The state told auditors that it was unable to turn over the documents because of high staff turnover.

The TDRA was a 40-employee agency to begin with, and when Perry announced in 2011 that it was headed for the budget chopping block, nearly the entire disaster recovery staff left or was laid off. HNTB was running the show for the nonhousing projects. 

According to the federal inspector general’s audit, the land office avoided “improper” spending of an additional $75 million by cancelling the HNTB contract.

“We’re going to run the show, not a contractor,” Hagood said.

HNTB is still working with the land office under a new contract to finish the nonhousing projects in round one, but the rewritten terms lessen the firm’s role dramatically.

The terminated contract contained hourly billing rates for 11-pages’ worth of “tasks” that the company could invoice.

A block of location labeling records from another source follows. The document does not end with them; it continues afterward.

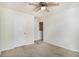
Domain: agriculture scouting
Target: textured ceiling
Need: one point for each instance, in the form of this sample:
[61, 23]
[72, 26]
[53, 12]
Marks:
[26, 8]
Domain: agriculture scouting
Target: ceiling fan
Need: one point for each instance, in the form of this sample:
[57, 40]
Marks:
[43, 6]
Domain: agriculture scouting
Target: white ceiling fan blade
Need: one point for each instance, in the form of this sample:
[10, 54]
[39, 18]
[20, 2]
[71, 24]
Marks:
[52, 4]
[33, 4]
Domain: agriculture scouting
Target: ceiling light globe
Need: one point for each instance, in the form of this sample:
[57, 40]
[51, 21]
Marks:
[43, 8]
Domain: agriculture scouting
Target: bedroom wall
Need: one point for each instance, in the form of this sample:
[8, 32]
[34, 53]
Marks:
[62, 29]
[16, 29]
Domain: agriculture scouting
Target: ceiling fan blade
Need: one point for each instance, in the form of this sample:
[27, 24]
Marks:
[39, 8]
[33, 4]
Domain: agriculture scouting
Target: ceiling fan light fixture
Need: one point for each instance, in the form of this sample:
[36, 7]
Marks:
[43, 8]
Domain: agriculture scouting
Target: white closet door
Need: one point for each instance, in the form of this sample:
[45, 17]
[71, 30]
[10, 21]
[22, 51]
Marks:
[24, 29]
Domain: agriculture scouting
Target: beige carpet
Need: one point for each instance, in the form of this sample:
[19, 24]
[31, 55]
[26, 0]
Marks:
[39, 50]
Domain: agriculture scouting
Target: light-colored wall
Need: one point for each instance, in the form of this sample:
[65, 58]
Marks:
[62, 29]
[13, 24]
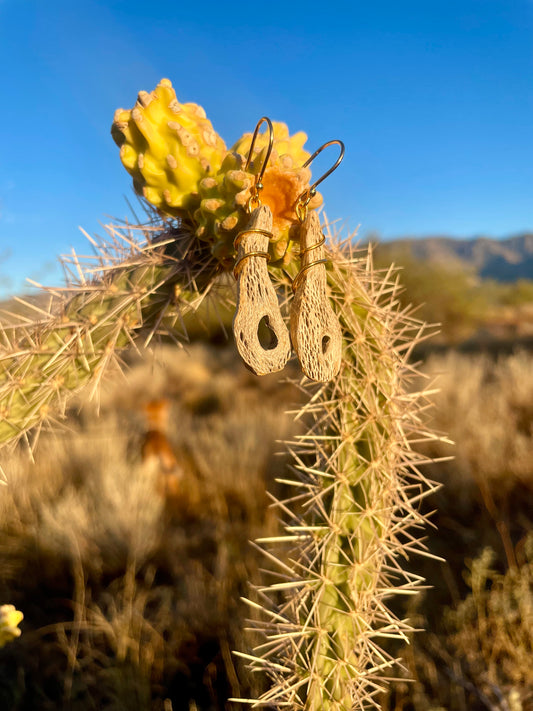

The billing rates increased the hourly wage that HNTB would pay a worker to do a task by 320 percent to account for materials and indirect costs. 

But the federal requirements of the program only allow contractors to bill 147 percent above hourly wages for indirect costs. Hagood said that requirement is currently being met.

The federal auditors examined three invoices from HNTB to the state and found the amount the bill exceeded what the state was allowed to pay contractors by $542,477 — or 23 percent. Therefore, the auditors estimated that out of $35.23 million the state paid HNTB for hourly work, $8.14 million represented inflated costs.